Leapin’ Lizards!

No, no, no. Leaping Lords, not lizards!

Bing Crosby and The Andrews Sisters sing “The Twelve Days of Christmas” on a 1949 Decca release. From Wikipedia:

The song, published in England in 1780 without music as a chant or rhyme, is thought to be French in origin. “The Twelve Days of Christmas” has a Roud Folk Song Index number of 68. The tunes of collected versions vary. The standard tune now associated with it is derived from a 1909 arrangement of a traditional folk melody by English composer Frederic Austin, who first introduced the familiar prolongation of the verse “five gold rings”

The song lends itself to parody. Eaton Bob Magoon, Jr., Edward Kenney, and Gordon N. Phelps wrote lyrics suitable for the Hawai’ian islands in 1959.

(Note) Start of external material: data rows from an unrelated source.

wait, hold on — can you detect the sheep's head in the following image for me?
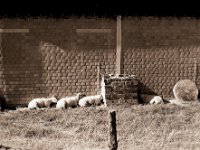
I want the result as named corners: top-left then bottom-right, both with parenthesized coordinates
top-left (96, 95), bottom-right (104, 106)
top-left (50, 95), bottom-right (58, 103)
top-left (100, 95), bottom-right (104, 104)
top-left (44, 96), bottom-right (58, 107)
top-left (76, 93), bottom-right (86, 100)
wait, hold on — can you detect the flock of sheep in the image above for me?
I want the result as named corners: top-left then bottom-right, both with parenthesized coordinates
top-left (28, 93), bottom-right (105, 110)
top-left (25, 79), bottom-right (200, 110)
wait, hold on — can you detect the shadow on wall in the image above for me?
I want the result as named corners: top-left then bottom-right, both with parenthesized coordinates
top-left (36, 18), bottom-right (116, 98)
top-left (1, 18), bottom-right (116, 105)
top-left (2, 32), bottom-right (45, 105)
top-left (138, 81), bottom-right (176, 104)
top-left (137, 81), bottom-right (157, 103)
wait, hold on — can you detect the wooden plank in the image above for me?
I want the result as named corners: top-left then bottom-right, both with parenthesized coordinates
top-left (0, 29), bottom-right (29, 33)
top-left (76, 29), bottom-right (112, 33)
top-left (116, 16), bottom-right (122, 74)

It was a while before Christmas. I was sitting on the third lower floor of my house at Diamond Head,” Magoon recalled recently.

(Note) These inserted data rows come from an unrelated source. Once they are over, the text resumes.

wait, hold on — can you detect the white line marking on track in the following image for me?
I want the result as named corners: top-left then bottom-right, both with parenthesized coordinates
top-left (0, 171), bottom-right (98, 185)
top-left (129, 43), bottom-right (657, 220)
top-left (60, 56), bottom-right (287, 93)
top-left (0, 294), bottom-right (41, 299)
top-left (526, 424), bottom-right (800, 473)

Ed Kenney was there, Magoon said, and he asked whether Magoon had ever done a Christmas song, and the answer was no. “He said I should try one.”

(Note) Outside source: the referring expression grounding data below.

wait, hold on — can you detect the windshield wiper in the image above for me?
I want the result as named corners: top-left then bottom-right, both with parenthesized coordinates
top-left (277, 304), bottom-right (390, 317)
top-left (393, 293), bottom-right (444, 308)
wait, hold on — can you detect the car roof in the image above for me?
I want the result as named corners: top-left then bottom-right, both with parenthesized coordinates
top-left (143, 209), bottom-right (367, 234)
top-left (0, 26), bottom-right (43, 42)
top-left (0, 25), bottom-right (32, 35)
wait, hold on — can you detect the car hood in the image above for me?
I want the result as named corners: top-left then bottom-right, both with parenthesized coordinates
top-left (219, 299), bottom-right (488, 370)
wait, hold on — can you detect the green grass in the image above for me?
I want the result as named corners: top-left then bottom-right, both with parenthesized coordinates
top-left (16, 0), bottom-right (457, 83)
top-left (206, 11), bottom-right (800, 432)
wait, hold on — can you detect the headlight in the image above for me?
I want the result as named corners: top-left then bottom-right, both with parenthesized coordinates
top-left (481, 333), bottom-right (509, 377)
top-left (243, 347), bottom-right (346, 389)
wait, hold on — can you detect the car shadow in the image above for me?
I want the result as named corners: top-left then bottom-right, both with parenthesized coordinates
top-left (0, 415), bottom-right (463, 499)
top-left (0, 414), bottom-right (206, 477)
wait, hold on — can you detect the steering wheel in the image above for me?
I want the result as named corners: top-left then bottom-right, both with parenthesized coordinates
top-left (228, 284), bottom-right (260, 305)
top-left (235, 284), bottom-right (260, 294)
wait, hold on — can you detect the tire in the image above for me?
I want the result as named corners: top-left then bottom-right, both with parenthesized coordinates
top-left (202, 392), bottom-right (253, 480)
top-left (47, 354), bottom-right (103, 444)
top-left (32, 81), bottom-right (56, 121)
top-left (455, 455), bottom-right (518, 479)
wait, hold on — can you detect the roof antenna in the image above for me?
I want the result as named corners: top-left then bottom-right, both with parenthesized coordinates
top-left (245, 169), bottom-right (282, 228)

Magoon sang, “Numbah one day of Christmas, my tutu gave to me, one mynah bird in one papaya tree,” and Kenney said “That’s it!”

“We wrote it in 15 minutes.”

Kenney says he drew on his childhood in “dreaming up the lyrics.”

“I picked (the items) because they were things we had (in Anahola) when I was there in the breaks between going to Punahou.”

“Twelve televisions, because that’s what you want. Eleven missionaries because they seem to be ‘heavy heavy, hang over thy head.’ Ten can of beer (because) that’s what seems to be the libation for all of us. Nine pounds of poi would seem to be automatic … and five big fat pigs because when I was living with my grandmother in Anahola we had a pig pen and we had pigs, and we slaughtered the pigs and roasted them. Put them all together and you have 40 stinking pigs.